Monsieur le président de la République, mon cher Abdou,

Messieurs les membres du gouvernement,

Mesdames, Messieurs, mes chers amis

Pour bien des raisons la relation franco-sénégalaise est d'une nature particulière, j'en apporte encore un témoignage. Parce qu'en arrivant j'ai dit au président de la République du Sénégal, as-tu un discours écrit ? Il m'a dit, oui, mais je ne le prononcerai que si toi tu en as un d'écrit aussi, sinon j'improviserai. Alors, moi j'en avais un d'écrit, je l'avais dans ma poche, je l'ai donné à notre excellent chef du protocole, je lui ai dit, on improvisera, parce qu'il vaut mieux parler avec le coeur que la plume de ses conseillers, si bons soient-ils.

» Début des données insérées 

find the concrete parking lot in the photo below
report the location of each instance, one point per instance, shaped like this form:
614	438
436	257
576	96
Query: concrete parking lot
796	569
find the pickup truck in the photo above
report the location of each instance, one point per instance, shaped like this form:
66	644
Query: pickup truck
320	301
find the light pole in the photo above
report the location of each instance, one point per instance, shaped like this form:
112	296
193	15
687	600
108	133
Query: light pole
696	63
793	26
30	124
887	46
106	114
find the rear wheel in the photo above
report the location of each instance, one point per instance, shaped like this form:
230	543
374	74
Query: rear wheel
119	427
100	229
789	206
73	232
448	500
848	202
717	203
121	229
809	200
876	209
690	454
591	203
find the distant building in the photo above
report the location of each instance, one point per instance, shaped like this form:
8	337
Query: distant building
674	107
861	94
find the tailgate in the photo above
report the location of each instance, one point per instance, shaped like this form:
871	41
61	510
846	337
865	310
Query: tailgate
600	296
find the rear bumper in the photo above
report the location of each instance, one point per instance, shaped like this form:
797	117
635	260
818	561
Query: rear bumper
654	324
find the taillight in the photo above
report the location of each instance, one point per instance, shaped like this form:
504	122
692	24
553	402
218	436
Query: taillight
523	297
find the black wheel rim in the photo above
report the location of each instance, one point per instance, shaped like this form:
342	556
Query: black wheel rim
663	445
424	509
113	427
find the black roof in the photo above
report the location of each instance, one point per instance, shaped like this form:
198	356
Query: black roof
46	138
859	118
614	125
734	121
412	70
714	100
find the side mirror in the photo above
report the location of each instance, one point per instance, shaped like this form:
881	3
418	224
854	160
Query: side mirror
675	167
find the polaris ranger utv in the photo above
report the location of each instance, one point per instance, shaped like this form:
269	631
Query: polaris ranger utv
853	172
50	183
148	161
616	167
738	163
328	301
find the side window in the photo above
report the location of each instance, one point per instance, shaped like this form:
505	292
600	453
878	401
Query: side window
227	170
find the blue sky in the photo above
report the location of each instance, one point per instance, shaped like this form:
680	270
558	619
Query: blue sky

Je voudrais d'abord saluer, Monsieur l'ambassadeur, tous nos hôtes ce soir et leur dire combien j'ai été sensible à l'accueil que, une fois encore, le Sénégal m'a réservé et notamment combien j'ai été sensible à l'accueil du président de la République, nous nous connaissons depuis fort longtemps. Je suis heureux de saluer ici les hautes autorités civiles et militaires du Sénégal, et vous me permettrez, il ne faut jamais citer de noms parce que dès l'on commence à citer un nom on fait des mécontents, et bien moi je vais faire deux exceptions équilibrées, une française et une sénégalaise. La française, c'est pour dire à Jacques Foccart combien je suis heureux qu'il soit ici avec nous, je l'ai dit il avait fait le premier voyage en Afrique du Général de Gaulle, il a fait le premier voyage en Afrique du président Pompidou et il fait le premier voyage en Afrique que j'ai voulu effectuer, naturellement, très rapidement après mon élection, marquant ainsi d'une part une fidélité, d'autre part une volonté, j'y reviendrai d'un mot tout à l'heure. Je suis heureux qu'il soit là. C'est pour moi quelque chose à la fois de réconfortant qui marque la continuité et puis aussi l'affection. Et puis, je voudrais saluer le maire de Dakar, parce que c'est un vieil ami à moi, complice dans bien des actions de l'Association des maires francophones, dont-il est le vice-président éminent et actif et qui, lorsque j'ai quitté mes fonctions lors d'une réunion à Aoste, il y a quelques jours, a bien voulu au nom de tous nos collègues m'offrir un superbe masque, il connaissait mes goûts et j'y ai été très sensible, mon cher Mamadou.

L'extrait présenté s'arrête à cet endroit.